In particular, I appreciate the Court's comparison of "uncertainty" about the harm caused by greenhouse gases with the harm caused by leaded gasoline:
Industry Petitioners do not find fault with much of the substantial record EPA amassed in support of the Endangerment Finding. Rather, they contend that the record evidences too much uncertainty to support that judgment. But the existence of some uncertainty does not, without more, warrant invalidation of an endangerment finding. If a statute is “precautionary in nature” and “designed to protect the public health,” and the relevant evidence is “difficult to come by, uncertain, or conflicting because it is on the frontiers of scientific knowledge,” EPA need not provide “rigorous step-by-step proof of cause and effect” to support an endangerment finding. Ethyl Corp. v. EPA, 541 F.2d 1, 28 (D.C. Cir. 1976). As we have stated before, “Awaiting certainty will often allow for only reactive, not preventive, regulation.” Id. at 25.
Congress did not restrict EPA to remedial regulation when it enacted CAA § 202(a). That section mandates that EPA promulgate new emission standards if it determines that the air pollution at issue “may reasonably be anticipated to endanger public health or welfare.” 42 U.S.C. § 7521(a)(1).
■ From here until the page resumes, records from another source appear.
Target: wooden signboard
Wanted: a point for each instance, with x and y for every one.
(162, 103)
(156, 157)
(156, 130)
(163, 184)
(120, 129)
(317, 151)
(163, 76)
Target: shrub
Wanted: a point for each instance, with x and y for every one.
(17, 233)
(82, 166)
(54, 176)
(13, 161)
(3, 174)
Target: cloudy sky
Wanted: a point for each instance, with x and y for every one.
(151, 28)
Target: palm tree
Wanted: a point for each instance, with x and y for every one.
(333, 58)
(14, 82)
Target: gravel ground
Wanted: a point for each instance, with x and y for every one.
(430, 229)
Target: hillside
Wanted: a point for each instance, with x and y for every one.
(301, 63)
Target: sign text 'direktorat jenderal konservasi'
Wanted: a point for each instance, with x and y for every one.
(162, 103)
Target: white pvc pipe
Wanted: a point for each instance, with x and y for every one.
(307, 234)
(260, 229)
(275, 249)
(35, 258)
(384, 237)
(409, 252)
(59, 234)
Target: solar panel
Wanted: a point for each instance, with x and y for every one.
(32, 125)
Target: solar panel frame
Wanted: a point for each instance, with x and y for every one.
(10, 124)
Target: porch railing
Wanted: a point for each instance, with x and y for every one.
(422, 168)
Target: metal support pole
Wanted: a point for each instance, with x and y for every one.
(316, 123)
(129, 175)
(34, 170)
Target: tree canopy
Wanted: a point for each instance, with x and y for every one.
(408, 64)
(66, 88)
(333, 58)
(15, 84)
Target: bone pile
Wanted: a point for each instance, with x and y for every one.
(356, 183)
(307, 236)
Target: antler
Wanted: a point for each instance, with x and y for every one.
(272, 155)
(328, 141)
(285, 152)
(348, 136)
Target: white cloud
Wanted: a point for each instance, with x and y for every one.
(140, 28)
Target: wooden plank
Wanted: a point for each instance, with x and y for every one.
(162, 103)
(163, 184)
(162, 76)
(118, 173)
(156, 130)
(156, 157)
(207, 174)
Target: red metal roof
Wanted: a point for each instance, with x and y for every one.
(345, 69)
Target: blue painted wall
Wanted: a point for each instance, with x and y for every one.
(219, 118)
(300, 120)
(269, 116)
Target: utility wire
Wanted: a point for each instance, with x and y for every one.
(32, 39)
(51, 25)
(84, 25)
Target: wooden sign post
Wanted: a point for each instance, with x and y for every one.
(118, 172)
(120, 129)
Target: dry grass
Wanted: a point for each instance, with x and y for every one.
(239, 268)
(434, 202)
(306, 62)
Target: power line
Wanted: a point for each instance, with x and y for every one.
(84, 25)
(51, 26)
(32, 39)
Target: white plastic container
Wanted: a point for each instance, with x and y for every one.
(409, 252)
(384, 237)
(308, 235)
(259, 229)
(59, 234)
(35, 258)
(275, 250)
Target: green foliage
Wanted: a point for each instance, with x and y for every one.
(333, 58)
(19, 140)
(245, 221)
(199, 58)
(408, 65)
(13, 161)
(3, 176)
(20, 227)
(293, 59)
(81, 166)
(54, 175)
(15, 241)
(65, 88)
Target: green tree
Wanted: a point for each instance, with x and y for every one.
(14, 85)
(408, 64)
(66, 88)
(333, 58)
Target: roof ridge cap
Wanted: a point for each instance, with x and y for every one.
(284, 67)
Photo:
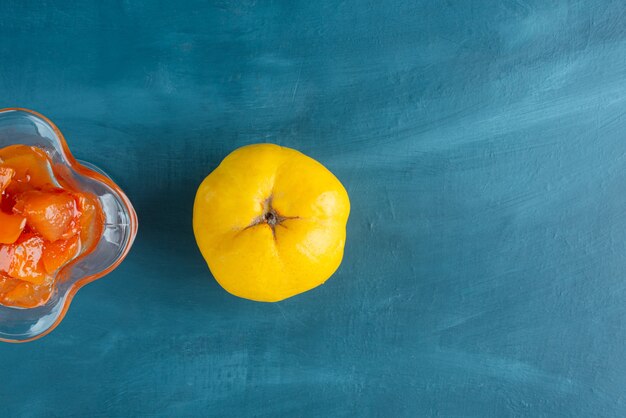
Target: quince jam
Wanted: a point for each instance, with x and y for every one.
(45, 224)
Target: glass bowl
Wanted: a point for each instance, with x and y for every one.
(22, 126)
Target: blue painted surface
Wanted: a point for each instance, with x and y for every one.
(483, 145)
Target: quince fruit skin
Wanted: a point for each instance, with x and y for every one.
(271, 222)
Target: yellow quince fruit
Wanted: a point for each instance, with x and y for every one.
(270, 222)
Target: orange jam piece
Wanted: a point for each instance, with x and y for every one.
(45, 224)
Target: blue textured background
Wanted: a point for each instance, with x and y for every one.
(483, 145)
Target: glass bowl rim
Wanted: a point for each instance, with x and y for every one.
(80, 169)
This language requires a precautionary, forward-looking scientific judgment about the risks of a particular air pollutant, consistent with the CAA’s “precautionary and preventive orientation.” Lead Indus. Ass’n, Inc. v. EPA, 647 F.2d 1130, 1155 (D.C. Cir. 1980). Requiring that EPA find “certain” endangerment of public health or welfare before regulating greenhouse gases would effectively prevent EPA from doing the job Congress gave it in § 202(a)—utilizing emission standards to prevent reasonably anticipated endangerment from maturing into concrete harm.